This Pro-Crypto Entrepreneur Claims Blockchain to Harness the Finance Investing and Asset Management
Many claim the blockchain industry is to follow the exact same path the internet took back in the 90s, because of how ground-shaking the innovation is. Is crypto really the next Internet?
I suppose so. Because cryptocurrencies are based on blockchain distributed registry technology. Now this technology is in its infancy and is only just finding its application on the part of crypto enthusiasts and some financial structures. In the future, blockchain technologies will be implemented in most accounting databases and will significantly increase transparency, as well as verification procedures for many kinds of operations. In essence, what is a blockchain? It is a form of storing records that is synchronized, validated and stored simultaneously by all the members of a network. This gives unlimited opportunities to account for any complex transactions, operations, transfers and so on. Imagine that a time will come when you can buy an apartment by sending an SMS from your phone. All the registration procedures will take place only through the use of your verified account. The blockchain can provide automatic transfers of documents to all the relevant registration authorities. It also allows sending funds from your account and many other procedures that require several weeks to be completed today.
The backroom government conversations complementing the unintelligible, yet loud and clear crypto-enthusiast statements, the community seems to be expecting institutionally backed crypto bull-run in 2019. Where do you think the market is now?
The cryptocurrency market is currently passing through a consolidation phase. Many small participants will not be able to survive the recession, and crypto assets are currently in the hands of weak players. But this is a natural process of ridding the market of unrelated individuals who are not determined to stay in it seriously and for a long time. In general, the market has lost more than 70% from its previous peak indicators. At first glance, this may be a scary phenomenon, but if you look at history, you will see that the market had four similar corrections. Bitcoin lost even more than 90% of its value as the main cryptocurrency! Growth will follow this corrective phase, it is only a matter of time. At the same time, a new round of growth will bring new participants to the market and they will need new tools for analyzing crypto assets, which will allow them to make the right investment decisions based on fundamental data. The STIPS | Oculus trading and analytical platform can act in the capacity of such an instrument, since it will allow one to separate the wheat from the chaff on the crypto market.
The market needs an impulse for growth and one of these impulses could be the arrival of new monetary liquidity, new participants who are still eyeing the market, but cannot take the first step due to the lack of clarity on the part of the regulators. I am not only talking about the approval of Bitcoin-ETFs, but also the development of clear rules for cryptocurrency companies.
How are you expecting the market to change in the next year?
We expect that next year the market will pleasantly surprise us with new milestones in its development, prominent projects and new names, and that it will become more civilized and safer. Whatever the cryptoanarchists and supporters of the decentralized market may say, investor protection is what market participants should be looking at. We expect the development of legislation and protective mechanisms for investors, a significant increase in requirements for projects, including their reporting and the quality of personnel training.

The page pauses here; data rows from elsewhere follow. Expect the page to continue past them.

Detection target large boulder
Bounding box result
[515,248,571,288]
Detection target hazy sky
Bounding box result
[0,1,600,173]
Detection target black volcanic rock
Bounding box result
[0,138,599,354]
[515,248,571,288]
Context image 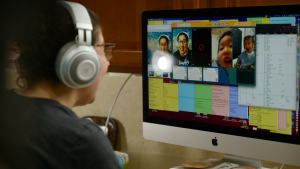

- While market is still maturing, the need for better, faster and safer assert management solutions accretes at an accelerated pace, the institutional wave demands full compliance with what they are accustomed to on Wall Street. How shall crypto change for this merging to be seamless?
Cryptocurrencies have already been recognized as a new class of assets that are starting to provide their customers with funds, investment banks, exchanges and management companies. Their adaptation will take place in conjunction with investor interest, and will certainly have a positive impact on the entire industry. Today, the CBOE and CME platforms, which are the largest of their kind on the market, already provide the ability to trade Bitcoin futures. This means that professional industry participants can hedge their positions on BTC. A lingering problem is the lack of liquidity on the part of cryptocurrency exchanges and the difficulty in acquiring these types of assets in most countries. The recent announcement by the operator of the NYSE Intercontinental Exchange about the launch of its own cryptocurrency platform, which will include exchanges, custodial services, applications for trade organizations and individual users, means that soon digital money will become an integral element of Wall Street along with shares, bonds and fiat currencies.
With exchange, trading, assert management and crypto analysis solutions multiplying infinitely in their eager to win the market, what shall the ideal mix of instruments represent to become the ultimate player?
You just mentioned my favorite topic! Today there are no transparent and reliable instruments on the market for the analysis of fundamental data on crypto assets. More than 2,000 cryptocurrencies have appeared over the period of this year. Which one of these should an investor choose? What can be done to earn money and not lose it? Which team can you trust? All these questions will be answered by our STIPS| FinTech team, which is working on creating a unique ecosystem that covers all market participants, all categories of investors, and is designed to solve a fundamental problem – simplifying information and making it accessible, and ensuring that investments become reliable and smart.